Meta-blogging about talking about blogging

I had the great pleasure today to talk to students in Anne Dalke’s “Emerging Genres” class about what it is I’m doing here at Geeky Mom. I was preceded by my esteemed colleagues, Kate of Syllabub and Tim of Easily Distracted. It’s a tough act to follow since their writing is so much more polished than mine. I tend to literally slap things up here. Even though I do read things over before I hit “post”, I don’t worry too much about how things are phrased or what vocabulary I’ve used. Sometimes I see things that I kind of cringe over and I hit post anyway.

Anyway, I thought Anne’s students asked some really interesting questions about who I think my audience is, what I write about and why. It’s interesting because a lot of what’s going on with the blog has a lot to do with my identity, both in the virtual and real world. We talked about, for instance, the way I may write about things that have to do with my job and whether those things get aired face-to-face in meetings or with my supervisors. They do, often, fyi. I said that sometimes I’m working out what I think so that when I get to the moment when I can present my ideas in person, I have put some thought into it. But sometimes, maybe, there isn’t another forum for what I think except here. I don’t know. The conversation gave me something to think about. I might, indeed, be hiding behind the blog sometimes.

People asked me if I’ve ever regretted anything I’ve written and I don’t think I have, though I’m sure if I dug through here long enough, I’d find something that I wasn’t too thrilled with. Someone also asked me about the time when I said I was going to step away from the blog for a while. I had forgotten about that. Those of us that have been blogging for awhile have doubts every once in a while. But it made me think about the balance between my online life and my “real” life that I have to maintain. I know many of you (I think) in real life, but I don’t communicate with all my friends and family through the blog, so I need to make sure I’m maintaining those relationships as well. I actually consider some of what I do here–maybe most–work, so really that’s about balancing work and family as much as anything.

One of the things that I think blogging gets us to think about, and here some theoretical apparatus might help, is the relationship between self and authorship, public and private as well as what a blog is as a genre or form of writing. At any rate, I’m grateful to Anne’s students for the conversation and I hope it continues here and elsewhere.

Whither Geeky Mom?

Sorry to have disappeared like that. We’re digging out from under the chaos that was created during the great flu epidemic. I had to do things like laundry and grocery shopping–whee! Plus, I spent time playing games and watching tv instead of blogging. It happens. Something about illness in the house makes your brain go to mush. I never got the full blown flu, though off and on throughout the whole event, I felt draggy, sniffly, etc. Just never for more than a day. That’s some immune system I’ve got.

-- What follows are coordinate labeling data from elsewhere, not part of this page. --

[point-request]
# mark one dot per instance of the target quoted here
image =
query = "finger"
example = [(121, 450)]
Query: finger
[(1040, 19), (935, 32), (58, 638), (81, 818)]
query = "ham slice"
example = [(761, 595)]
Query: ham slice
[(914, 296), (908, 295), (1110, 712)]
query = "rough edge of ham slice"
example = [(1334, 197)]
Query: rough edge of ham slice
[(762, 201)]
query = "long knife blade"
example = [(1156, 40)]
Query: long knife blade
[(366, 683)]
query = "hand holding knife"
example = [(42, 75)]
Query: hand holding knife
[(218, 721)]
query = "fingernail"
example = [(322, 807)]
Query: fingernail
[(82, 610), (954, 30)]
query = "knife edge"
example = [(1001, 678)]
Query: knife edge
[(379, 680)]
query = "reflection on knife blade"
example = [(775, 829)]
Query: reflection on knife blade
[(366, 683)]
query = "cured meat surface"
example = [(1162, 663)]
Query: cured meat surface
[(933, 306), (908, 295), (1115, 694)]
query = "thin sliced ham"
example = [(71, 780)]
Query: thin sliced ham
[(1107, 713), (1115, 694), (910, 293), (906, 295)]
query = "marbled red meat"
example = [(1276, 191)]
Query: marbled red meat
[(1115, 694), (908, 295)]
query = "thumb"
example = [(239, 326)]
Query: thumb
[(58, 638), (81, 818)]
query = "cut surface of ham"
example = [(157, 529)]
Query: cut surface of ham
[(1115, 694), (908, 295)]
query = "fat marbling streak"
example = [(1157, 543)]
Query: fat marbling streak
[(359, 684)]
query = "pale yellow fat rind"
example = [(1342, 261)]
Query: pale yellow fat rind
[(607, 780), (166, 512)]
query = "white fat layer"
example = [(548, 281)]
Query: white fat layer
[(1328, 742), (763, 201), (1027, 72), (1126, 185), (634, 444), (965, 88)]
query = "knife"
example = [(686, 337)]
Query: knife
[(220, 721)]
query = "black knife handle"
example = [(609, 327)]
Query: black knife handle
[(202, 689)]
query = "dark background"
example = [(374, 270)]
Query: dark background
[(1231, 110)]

The synapses are starting to fire again, so you may see something worthwhile here soon. Feel free to talk amongst yourselves and/or suggest topics for discussion in the comments. Grab a beer from the fridge. Make yourself at home.

Victim of Sucess, or Meta (to the power of x) Blogging

Kathleen had a post a couple of days ago that resonated with me. I, too, have been thinking about what blogging here is doing for me. Like Kathleen, I do think it’s still important to me, but currently misguided. She says this of her own blogging:

When I started, it was all about a need for immediate communication: I
had all these small thoughts leftover from having just completed the
book manuscript, and needed to get myself back into active conversation
with other scholars after the isolation of grinding through such a long
project. Lately, however, it seems like what I’ve been communicating
has devolved into little more than rants and P.R., either complaining
about being too busy or announcing the results of what I’ve been busy
doing. And this dynamic doesn’t feel like it’s working anymore.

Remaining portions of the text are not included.